En 2007, il a suivi pour le Monde la campagne de l’élection présidentielle et continue à produire des reportages sur l’actualité sociale et politique où rigueur journalistique et sensibilité doivent êtres associées.
En 2010, il commence un travail sur la Côte d'Ivoire : après, la crise électorale et les violences de 2011, il s'intéresse au processus de réconciliation.

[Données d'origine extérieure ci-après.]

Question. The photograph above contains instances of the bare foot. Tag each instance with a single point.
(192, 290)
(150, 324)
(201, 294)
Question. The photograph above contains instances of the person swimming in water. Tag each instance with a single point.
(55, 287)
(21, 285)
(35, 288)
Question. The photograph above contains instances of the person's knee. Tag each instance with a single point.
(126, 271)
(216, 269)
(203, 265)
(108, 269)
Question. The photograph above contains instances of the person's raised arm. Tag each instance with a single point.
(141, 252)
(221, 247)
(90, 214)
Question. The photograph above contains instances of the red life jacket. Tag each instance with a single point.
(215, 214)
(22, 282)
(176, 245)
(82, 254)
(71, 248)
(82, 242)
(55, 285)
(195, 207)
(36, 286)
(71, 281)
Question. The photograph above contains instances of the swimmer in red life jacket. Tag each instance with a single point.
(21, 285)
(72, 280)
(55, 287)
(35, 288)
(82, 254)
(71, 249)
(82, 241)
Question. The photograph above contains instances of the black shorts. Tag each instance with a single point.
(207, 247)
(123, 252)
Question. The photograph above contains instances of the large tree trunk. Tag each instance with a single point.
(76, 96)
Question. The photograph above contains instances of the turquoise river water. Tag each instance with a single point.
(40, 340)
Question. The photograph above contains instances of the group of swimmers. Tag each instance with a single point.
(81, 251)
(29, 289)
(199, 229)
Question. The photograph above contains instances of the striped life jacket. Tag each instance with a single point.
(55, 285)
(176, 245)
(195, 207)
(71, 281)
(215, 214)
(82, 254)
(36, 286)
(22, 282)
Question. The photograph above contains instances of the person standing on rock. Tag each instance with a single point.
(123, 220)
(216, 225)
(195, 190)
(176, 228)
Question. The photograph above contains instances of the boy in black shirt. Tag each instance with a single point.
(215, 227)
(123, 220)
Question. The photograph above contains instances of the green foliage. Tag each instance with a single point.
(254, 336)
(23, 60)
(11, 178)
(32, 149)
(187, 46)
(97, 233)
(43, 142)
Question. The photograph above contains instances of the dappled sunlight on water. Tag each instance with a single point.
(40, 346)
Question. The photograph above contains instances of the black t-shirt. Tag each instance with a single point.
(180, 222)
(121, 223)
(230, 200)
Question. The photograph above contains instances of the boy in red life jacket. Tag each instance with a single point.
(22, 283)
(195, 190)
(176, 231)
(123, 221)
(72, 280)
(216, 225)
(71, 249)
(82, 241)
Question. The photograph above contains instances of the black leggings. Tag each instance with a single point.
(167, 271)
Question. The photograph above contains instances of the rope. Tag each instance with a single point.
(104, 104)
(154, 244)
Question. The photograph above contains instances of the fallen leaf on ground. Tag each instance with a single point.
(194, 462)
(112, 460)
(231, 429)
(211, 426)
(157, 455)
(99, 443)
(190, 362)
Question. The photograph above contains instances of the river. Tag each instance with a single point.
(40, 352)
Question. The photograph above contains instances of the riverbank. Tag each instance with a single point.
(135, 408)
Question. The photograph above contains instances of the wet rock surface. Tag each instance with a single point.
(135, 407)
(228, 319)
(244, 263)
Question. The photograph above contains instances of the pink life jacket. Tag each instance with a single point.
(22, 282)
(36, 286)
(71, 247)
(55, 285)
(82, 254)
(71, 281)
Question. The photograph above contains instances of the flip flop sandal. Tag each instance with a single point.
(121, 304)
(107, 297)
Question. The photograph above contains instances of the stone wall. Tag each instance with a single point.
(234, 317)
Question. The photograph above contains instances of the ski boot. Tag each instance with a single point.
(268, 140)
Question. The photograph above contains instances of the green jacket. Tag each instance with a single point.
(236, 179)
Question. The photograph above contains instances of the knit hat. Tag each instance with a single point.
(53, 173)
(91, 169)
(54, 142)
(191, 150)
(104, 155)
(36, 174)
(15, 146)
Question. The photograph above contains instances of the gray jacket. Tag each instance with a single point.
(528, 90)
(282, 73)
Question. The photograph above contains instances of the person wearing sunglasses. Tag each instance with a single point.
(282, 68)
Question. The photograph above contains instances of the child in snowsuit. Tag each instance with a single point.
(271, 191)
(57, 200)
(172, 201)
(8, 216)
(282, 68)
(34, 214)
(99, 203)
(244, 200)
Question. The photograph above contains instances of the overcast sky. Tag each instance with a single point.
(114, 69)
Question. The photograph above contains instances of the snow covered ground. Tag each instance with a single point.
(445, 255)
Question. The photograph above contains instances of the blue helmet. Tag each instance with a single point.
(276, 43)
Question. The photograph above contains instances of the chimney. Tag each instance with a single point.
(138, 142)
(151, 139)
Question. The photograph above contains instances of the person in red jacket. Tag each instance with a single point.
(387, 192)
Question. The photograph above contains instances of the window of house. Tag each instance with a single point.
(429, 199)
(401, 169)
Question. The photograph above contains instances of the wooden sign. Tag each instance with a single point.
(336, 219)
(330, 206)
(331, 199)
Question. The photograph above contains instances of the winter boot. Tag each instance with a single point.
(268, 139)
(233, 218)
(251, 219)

Grâce au soutien du Centre National des Arts Plastiques et d'Amnesty International France, il réalise le documentaire "Bons Amis" interrogeant l'avenir du pays au travers du "devoir de mémoire".
Michaël anime pour le World Press Photo des ateliers photographiques en Afrique. Il est membre de l’agence VU’ depuis mars 2010.


UNE PUBLICATION
DIGNITÉ , droits humains et pauvreté - Publié par Textuel – coédition Amnesty International – partenariat France Info - 160 pages – 105 photographies en quadrichromie – 20 euros – en librairie
Conçu comme un prolongement de l’exposition, l’ouvrage DIGNITÉ se veut avant tout un manifeste , une prise de parole forte mêlant plusieurs écritures :
- celle des photographes d’OEil Public, à travers leurs images et leurs textes, légendes et témoignages;
- celle d’Amnesty International qui appelle à une prise de conscience et une mobilisation collective.
Préface d’Esther Duflo : « L’économie, outils de lutte contre les injustices » Économiste, elle est titulaire, depuis 2009, de la première chaire internationale “ savoirs contre pauvreté » du Collège de France. Elle est une des plus jeunes professeurs au MIT (Boston).
Début 2010, elle a publié ” Le Développement humain, lutter contre la pauvret “tome 1 et “Politique de l’autonomie, lutter contre la pauvreté » , tome 2 au Seuil. Dans ces ouvrages, elle insiste sur la nécessaire mobilisation des savoirs pour faire reculer la pauvreté dans le monde.
Source : Dossier presse Amnesty International

EN SAVOIR PLUS

AMNESTY INTERNATIONAL
Créée en 1961, Amnesty International est un mouvement mondial oeuvrant pour le respect et la protection des droits humains énoncés dans la Déclaration universelle des droits de l’homme.
Présente dans plus de 150 pays, Amnesty International compte près de 3 millions de membres et sympathisants. Essentiellement financée par ses membres et par les dons de particuliers, elle est indépendante de tout gouvernement, de toute tendance politique, de tout intérêt économique et de toute croyance religieuse.
La mission d’Amnesty International vise à :
- promouvoir l’ensemble des droits, indivisibles et universels, énoncés dans la Déclaration universelle des droits de l’homme;
- prévenir et dénoncer les graves atteintes à l’ensemble des droits humains;
- défendre les victimes de ces violations et exiger réparation.
Pour cela, Amnesty International mène des enquêtes qui donnent lieu à la publication régulière de communiqués et rapports. Ces informations sont à la source des pressions exercées sur les autorités et décideurs, de la sensibilisation du public et de la mobilisation des militants dans l’ensemble des actions de l’organisation.

OEIL PUBLIC
Créé en 1995, OEil Public est un collectif de photographes constitué en agence jusqu’en janvier 2010. Ce collectif est aujourd’hui dissous.
Les difficultés financières liées à la crise de la presse conduit ses membres à mettre un terme à leurs activités sous la forme d’une agence indépendante.
Les photographes restent engagés dans les combats qui fondent l’éthique d’OEil Public et qui en sont aussi la marque de fabrique.
Sommes de démarches individuelles, leurs reportages témoignent d’un monde en marche et placent l’homme au centre de leurs approches. Leurs travaux, de journalistes autant que d’auteurs, ont reçu les prix les plus prestigieux, ont été publiés dans le monde entier, exposés dans des musées et regroupés dans plusieurs livres.